Helping to run this pool is 17-year-old Reagan Settje, who used to enjoy going to the pool as a child, playing with her friends and soaking up the summer sun. Now, she has the responsibility of running the space, and she’s enjoying every minute of it.
“We’ve had our fair share of fixes (that) we’ve had to make over the years,” Settje said. “But, it’s cool knowing that the small (village) of Creston has such a big historical thing in Nebraska. I grew up swimming here (and) my parents did (too). Just seeing all of the kids swim, it’s a good place to be in the summer.”

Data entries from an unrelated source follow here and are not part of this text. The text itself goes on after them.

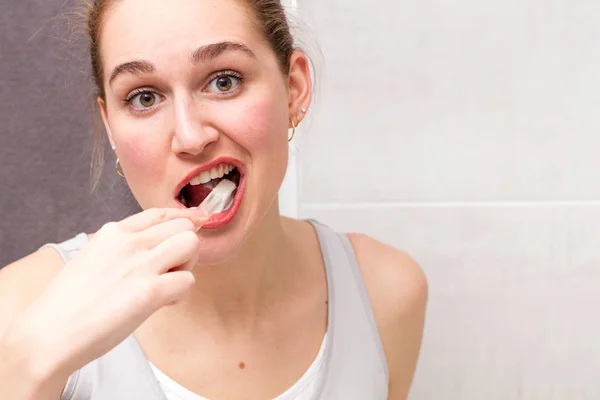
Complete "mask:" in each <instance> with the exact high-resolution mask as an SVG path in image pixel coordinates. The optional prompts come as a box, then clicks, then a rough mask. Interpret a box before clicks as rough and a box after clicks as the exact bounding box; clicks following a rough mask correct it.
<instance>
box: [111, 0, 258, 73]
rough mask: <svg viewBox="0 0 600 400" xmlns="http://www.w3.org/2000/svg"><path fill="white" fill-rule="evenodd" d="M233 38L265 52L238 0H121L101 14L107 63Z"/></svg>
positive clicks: (188, 52) (184, 55)
mask: <svg viewBox="0 0 600 400" xmlns="http://www.w3.org/2000/svg"><path fill="white" fill-rule="evenodd" d="M221 41H234V42H240V43H243V44H245V45H246V46H248V47H250V48H251V49H252V50H253V51H254V52H255V53H257V54H259V53H260V52H261V49H260V47H261V45H262V43H261V42H262V40H261V36H260V33H259V32H258V30H257V29H256V27H255V25H254V24H253V21H252V19H251V15H250V13H249V11H248V9H246V8H245V7H244V6H243V4H242V3H241V2H239V1H236V0H168V1H165V0H118V1H116V2H115V3H113V5H112V6H111V7H110V8H109V10H108V12H107V13H106V15H105V16H104V18H103V26H102V32H101V38H100V45H101V53H102V58H103V62H104V64H105V65H104V66H105V67H106V69H107V70H108V69H110V68H111V67H113V66H115V65H117V64H119V63H123V62H127V61H129V60H131V59H133V58H143V59H147V60H152V61H160V59H161V58H162V59H164V58H165V57H167V58H168V59H172V58H179V57H181V56H186V57H187V56H189V54H190V53H191V52H192V51H193V50H194V49H196V48H198V47H199V46H202V45H206V44H210V43H215V42H221Z"/></svg>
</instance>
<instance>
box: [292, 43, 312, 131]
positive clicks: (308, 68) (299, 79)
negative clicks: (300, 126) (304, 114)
mask: <svg viewBox="0 0 600 400" xmlns="http://www.w3.org/2000/svg"><path fill="white" fill-rule="evenodd" d="M288 93H289V113H290V118H294V120H297V121H298V124H300V122H301V121H302V119H303V118H304V113H303V112H302V111H301V110H302V109H304V110H308V107H309V106H310V101H311V99H312V80H311V77H310V63H309V61H308V58H307V57H306V55H305V54H304V53H302V52H301V51H295V52H294V53H293V54H292V57H291V59H290V73H289V78H288ZM290 128H291V125H290Z"/></svg>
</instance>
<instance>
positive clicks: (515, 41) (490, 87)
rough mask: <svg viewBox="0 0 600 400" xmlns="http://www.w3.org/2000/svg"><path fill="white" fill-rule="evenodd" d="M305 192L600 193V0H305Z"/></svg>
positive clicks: (312, 193)
mask: <svg viewBox="0 0 600 400" xmlns="http://www.w3.org/2000/svg"><path fill="white" fill-rule="evenodd" d="M299 7H300V8H299V10H300V14H301V16H302V17H303V18H304V19H305V20H306V22H307V24H308V25H309V28H310V30H311V31H312V34H313V35H314V36H315V37H316V40H317V42H318V43H319V44H320V45H321V47H322V49H323V53H324V61H325V63H324V66H323V67H324V68H323V69H322V83H323V90H322V93H321V99H320V100H321V102H320V104H319V105H318V106H317V108H318V110H317V113H316V114H315V115H314V121H313V123H312V124H310V126H309V127H307V128H306V130H302V131H301V133H302V135H303V136H305V140H303V141H302V146H303V148H302V156H301V168H300V170H301V171H302V173H303V184H302V196H303V199H304V200H305V201H310V202H324V201H339V202H352V201H382V200H390V201H391V200H397V201H419V200H425V201H460V200H470V201H477V200H482V201H486V200H590V199H596V200H597V199H600V184H598V182H600V157H598V156H597V153H598V151H599V149H600V135H599V134H598V132H600V113H598V109H599V108H600V102H599V100H598V93H600V77H599V75H598V71H600V46H598V43H599V42H600V24H599V23H598V19H599V18H598V16H599V15H600V2H598V1H596V0H580V1H576V2H573V1H570V0H552V1H551V2H548V1H547V0H528V1H526V2H522V1H520V0H519V1H518V0H509V1H499V2H488V1H486V2H481V1H476V0H470V1H466V2H458V3H456V2H448V1H445V0H433V1H427V2H398V1H393V0H384V1H380V2H377V5H367V4H366V3H364V2H360V1H352V0H327V1H321V0H303V1H300V4H299Z"/></svg>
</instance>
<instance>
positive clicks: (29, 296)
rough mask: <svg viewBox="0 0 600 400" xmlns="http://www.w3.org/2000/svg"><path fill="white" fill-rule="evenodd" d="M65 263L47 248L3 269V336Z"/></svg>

This is the first year that Settje will manage the pool. She served as a lifeguard before this year; now, she gets the chance to handle all of the people who will come in on a hot day looking for some refreshment. Those residents will have to work without a functioning water slide for the time being. A new slide was put into place this year, but the state of Nebraska has yet to give the go-ahead for the slide to open. So it sits, next to the diving boards, looming in the background behind the baseball field.
Still, Settje said she is looking forward to the rest of the summer at the Creston pool. She specifically loves the small-town feel of the pool, one that is relaxing and enjoyable, without being too overbearing.
“I just think it’s a homey place,” Settje said. “It’s a fun place to be. You can just come and play with your friends, no matter if you want to swim in the 1-foot (or) 8-foot, dive off the board (or) all of the above.”
During the ceremony on July 7, a special guest will join the residents of Creston for the 100th-anniversary party. Dr. Morris has long since passed, but his grandson and granddaughter will be there for the festivities. It will be a celebration of Creston and its people, and Hollatz couldn’t be prouder.
“The thing is, Creston—not just the pool, but in everything—just gets a lot of people to volunteer to do things,” Hollatz said. “People don’t expect to get paid for everything they do, and that’s what Creston is about. It’s just volunteering. Whatever needs to be done, someone will step forward and get it done.”